Zhao Yintao, Pei Xiaoxin, Liu Yuan, Xu Yawei, Peng Meng, Yang Haibo
Department of Cardiovascular Medicine, the First Affiliated Hospital of Zhengzhou University, Henan 450052, China.
Zhonghua Yi Xue Yi Chuan Xue Za Zhi. 2021 Dec 10;38(12):1199-1203. doi: 10.3760/cma.j.cn511374-20200915-00669.
To study the effect of down-regulating miR-488 targeting Jag1 on the injury of hypoxia-reoxygenation myocardial H9c2 cells.

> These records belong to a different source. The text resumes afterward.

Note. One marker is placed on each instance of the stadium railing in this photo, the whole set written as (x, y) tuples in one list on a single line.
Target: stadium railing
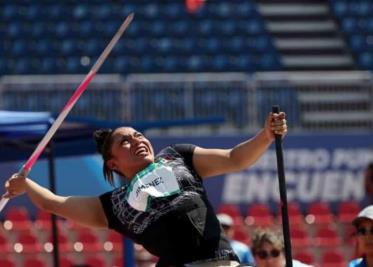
[(325, 101)]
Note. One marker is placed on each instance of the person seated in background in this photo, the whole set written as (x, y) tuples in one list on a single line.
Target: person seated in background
[(364, 238), (241, 249), (269, 250)]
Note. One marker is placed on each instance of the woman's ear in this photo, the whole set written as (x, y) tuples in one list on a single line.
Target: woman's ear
[(111, 165)]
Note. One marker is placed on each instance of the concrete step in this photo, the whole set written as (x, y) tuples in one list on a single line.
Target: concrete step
[(301, 27), (289, 9), (302, 61), (337, 116), (309, 43), (333, 97)]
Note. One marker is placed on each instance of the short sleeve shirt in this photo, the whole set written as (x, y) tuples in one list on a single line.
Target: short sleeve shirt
[(165, 208)]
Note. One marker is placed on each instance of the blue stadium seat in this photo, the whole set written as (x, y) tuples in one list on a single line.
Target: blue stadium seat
[(178, 28), (164, 37), (157, 28), (151, 11), (81, 12), (252, 27), (245, 9), (20, 48), (359, 8), (48, 65), (9, 12), (365, 60), (210, 45), (219, 63)]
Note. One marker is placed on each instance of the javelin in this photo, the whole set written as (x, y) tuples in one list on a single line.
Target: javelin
[(26, 168)]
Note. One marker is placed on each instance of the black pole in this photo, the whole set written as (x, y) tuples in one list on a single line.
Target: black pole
[(52, 187), (283, 196)]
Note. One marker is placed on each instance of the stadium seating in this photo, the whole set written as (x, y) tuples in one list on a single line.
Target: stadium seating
[(7, 262), (300, 238), (319, 213), (357, 26), (305, 256), (191, 43), (27, 243), (327, 237), (96, 261), (230, 209), (17, 218), (332, 258), (296, 217), (87, 241), (35, 261), (347, 211)]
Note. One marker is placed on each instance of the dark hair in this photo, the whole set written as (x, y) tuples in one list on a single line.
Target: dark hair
[(103, 146), (369, 171)]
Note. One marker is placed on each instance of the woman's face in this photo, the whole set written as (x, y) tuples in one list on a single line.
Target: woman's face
[(269, 256), (131, 152), (365, 236)]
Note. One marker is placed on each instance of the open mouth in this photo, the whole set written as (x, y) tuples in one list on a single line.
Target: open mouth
[(141, 151)]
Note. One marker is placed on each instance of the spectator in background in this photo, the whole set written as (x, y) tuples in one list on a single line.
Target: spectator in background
[(364, 232), (241, 249), (368, 182), (269, 250)]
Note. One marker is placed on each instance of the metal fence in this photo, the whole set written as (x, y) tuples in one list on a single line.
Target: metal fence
[(324, 101)]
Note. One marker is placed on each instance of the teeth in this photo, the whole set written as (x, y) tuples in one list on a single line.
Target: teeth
[(139, 151)]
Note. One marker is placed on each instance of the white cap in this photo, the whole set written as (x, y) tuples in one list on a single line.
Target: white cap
[(225, 219), (366, 213)]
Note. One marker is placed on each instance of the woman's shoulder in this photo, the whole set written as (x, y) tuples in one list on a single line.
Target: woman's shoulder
[(359, 262)]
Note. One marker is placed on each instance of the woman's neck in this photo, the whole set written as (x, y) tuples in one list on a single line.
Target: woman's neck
[(369, 260)]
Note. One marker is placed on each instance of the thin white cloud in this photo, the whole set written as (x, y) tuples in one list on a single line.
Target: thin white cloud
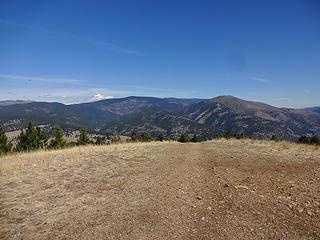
[(103, 44), (261, 80), (40, 79)]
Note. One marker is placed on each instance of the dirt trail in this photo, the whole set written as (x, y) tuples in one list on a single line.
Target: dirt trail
[(213, 190)]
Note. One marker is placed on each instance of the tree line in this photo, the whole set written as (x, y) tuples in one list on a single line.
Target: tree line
[(34, 138)]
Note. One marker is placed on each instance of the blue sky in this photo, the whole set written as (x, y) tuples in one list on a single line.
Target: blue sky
[(78, 51)]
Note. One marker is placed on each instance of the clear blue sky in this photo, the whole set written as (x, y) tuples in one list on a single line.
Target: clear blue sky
[(77, 51)]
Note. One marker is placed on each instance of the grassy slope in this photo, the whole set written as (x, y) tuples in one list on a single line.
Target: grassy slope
[(213, 190)]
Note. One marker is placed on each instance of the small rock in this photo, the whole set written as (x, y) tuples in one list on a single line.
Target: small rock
[(300, 209)]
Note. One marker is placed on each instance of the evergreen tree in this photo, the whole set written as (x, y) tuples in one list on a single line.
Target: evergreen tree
[(58, 140), (83, 138), (274, 138), (146, 137), (33, 138), (184, 138), (194, 138), (5, 145), (314, 140), (160, 137), (134, 136), (99, 141)]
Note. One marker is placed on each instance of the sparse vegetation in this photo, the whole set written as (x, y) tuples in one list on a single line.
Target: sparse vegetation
[(5, 145), (314, 140), (184, 138), (32, 139), (160, 137), (58, 141), (144, 137), (84, 138), (274, 138), (48, 195)]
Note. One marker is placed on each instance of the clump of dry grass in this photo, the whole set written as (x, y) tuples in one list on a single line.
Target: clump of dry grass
[(18, 161)]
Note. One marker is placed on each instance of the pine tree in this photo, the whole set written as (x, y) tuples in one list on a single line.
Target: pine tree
[(83, 138), (274, 138), (304, 139), (5, 145), (58, 141), (33, 138), (194, 138), (315, 140), (160, 137), (99, 141), (184, 138)]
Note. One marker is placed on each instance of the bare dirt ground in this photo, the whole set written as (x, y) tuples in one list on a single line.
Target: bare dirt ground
[(212, 190)]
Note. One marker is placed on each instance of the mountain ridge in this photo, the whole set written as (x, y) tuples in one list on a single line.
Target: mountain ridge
[(171, 116)]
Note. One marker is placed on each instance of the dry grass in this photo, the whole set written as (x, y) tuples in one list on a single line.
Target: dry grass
[(225, 189)]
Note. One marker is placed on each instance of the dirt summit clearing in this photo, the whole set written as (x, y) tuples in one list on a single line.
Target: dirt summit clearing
[(212, 190)]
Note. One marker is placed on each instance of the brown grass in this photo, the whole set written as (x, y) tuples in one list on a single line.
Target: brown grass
[(225, 189)]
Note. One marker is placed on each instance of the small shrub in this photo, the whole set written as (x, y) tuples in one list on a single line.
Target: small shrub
[(274, 138), (315, 140), (5, 145), (58, 141), (184, 138), (304, 140), (83, 138), (160, 137), (194, 138), (32, 139)]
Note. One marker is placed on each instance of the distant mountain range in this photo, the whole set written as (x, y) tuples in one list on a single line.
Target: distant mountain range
[(12, 102), (314, 109), (171, 116)]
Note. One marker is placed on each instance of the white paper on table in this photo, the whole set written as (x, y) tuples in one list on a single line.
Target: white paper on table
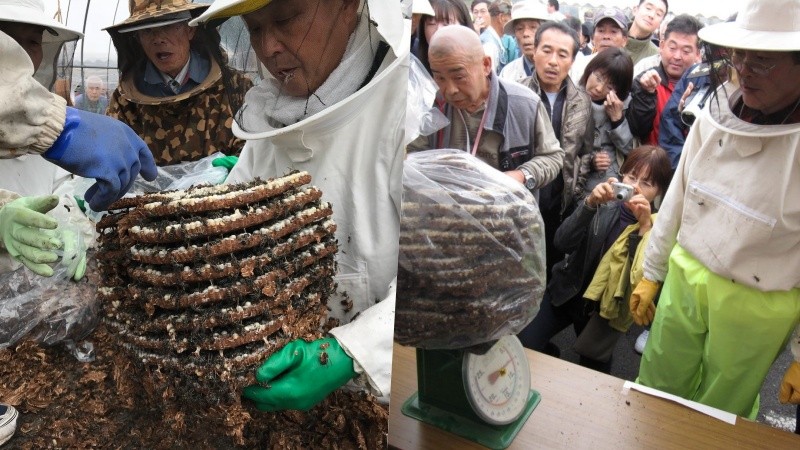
[(705, 409)]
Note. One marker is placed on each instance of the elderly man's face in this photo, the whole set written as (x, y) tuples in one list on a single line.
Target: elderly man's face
[(647, 17), (768, 80), (29, 37), (167, 47), (553, 58), (301, 42), (679, 52), (525, 32), (462, 78), (93, 91), (608, 34)]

A hypoxic-reoxygenated myocardial H9c2 cell injury model was constructed. miR-488 inhibitor was used to transfect the cells. CCK-8 method and flow cytometry were used to detect cell proliferation and apoptosis in each group. Lactate dehydrogenase (LDH), superoxide dismutase (SOD), malonaldehyde (MDA), catalase (CAT) levels were detected. Western blotting was used to detect the expression of Bcl-2 associated X Protein (Bax) and B cell lymphoma/lewkmia-2 (Bcl-2). Target genes of miR-488 were predicted, and a luciferase reporter system was used to verify the targeting relationship between the two. Myocardial H9c2 cells were co-transfected with miR-488 inhibitor and Jag1 siRNA, and treated with hypoxia and reoxygenation, cell proliferation, apoptosis, LDH, SOD, MDA, CAT levels, and Bax, Bcl-2 protein expression were detected.
The expression of miR-488 in the hypoxia-reoxygenated myocardial H9c2 cells was increased, along with reduced cell proliferation, increased apoptosis, increased Bax protein expression, decreased Bcl-2 protein expression, increased MDA, decreased CAT and SOD, and increased LDH level in the supernatant of cell culture. When myocardial H9c2 cells were transfected with miR-488 inhibitor and treated with hypoxia and reoxygenation, the expression of miR-488 was decreased, along with increased cell proliferation, decreased apoptosis, decreased Bax protein expression, increased Bcl-2 protein expression, decreased MDA, increased CAT and SOD, and decreased LDH level in the supernatant of cell culture. Down-regulation of miR-488 could target and down-regulate Jag1 expression. And Jag1 siRNA could reverse the effect of miR-488 inhibitor on the proliferation, apoptosis, LDH, SOD, MDA, CAT levels and the expression of Bax and Bcl-2 of hypoxic-reoxygenated myocardial H9c2 cells.
Down-regulating miR-488 targeted Jag1 can attenuate hypoxia-reoxygenation induced myocardial H9c2 cell injury.
研究下调靶向Jag1的miR-488对缺氧复氧心肌H9c2细胞损伤的影响。
构建缺氧复氧心肌H9c2细胞损伤模型。用miR-488抑制剂转染细胞。采用CCK-8法和流式细胞术检测各组细胞增殖和凋亡情况。检测乳酸脱氢酶(LDH)、超氧化物歧化酶(SOD)、丙二醛(MDA)、过氧化氢酶(CAT)水平。采用蛋白质免疫印迹法检测Bcl-2相关X蛋白(Bax)和B细胞淋巴瘤/白血病-2(Bcl-2)的表达。预测miR-488的靶基因,并用荧光素酶报告系统验证二者的靶向关系。将miR-488抑制剂与Jag1 siRNA共转染心肌H9c2细胞,进行缺氧复氧处理,检测细胞增殖、凋亡、LDH、SOD、MDA、CAT水平以及Bax、Bcl-2蛋白表达。
缺氧复氧心肌H9c2细胞中miR-488表达升高,同时细胞增殖减少、凋亡增加、Bax蛋白表达增加、Bcl-2蛋白表达减少、MDA增加、CAT和SOD减少,细胞培养上清液中LDH水平升高。用miR-488抑制剂转染心肌H9c2细胞并进行缺氧复氧处理后,miR-488表达降低,同时细胞增殖增加、凋亡减少、Bax蛋白表达减少、Bcl-2蛋白表达增加、MDA减少、CAT和SOD增加,细胞培养上清液中LDH水平降低。下调miR-488可靶向并下调Jag1表达。Jag1 siRNA可逆转miR-488抑制剂对缺氧复氧心肌H9c2细胞增殖、凋亡、LDH、SOD、MDA、CAT水平以及Bax和Bcl-2表达的影响。
下调靶向Jag1的miR-488可减轻缺氧复氧诱导的心肌H9c2细胞损伤。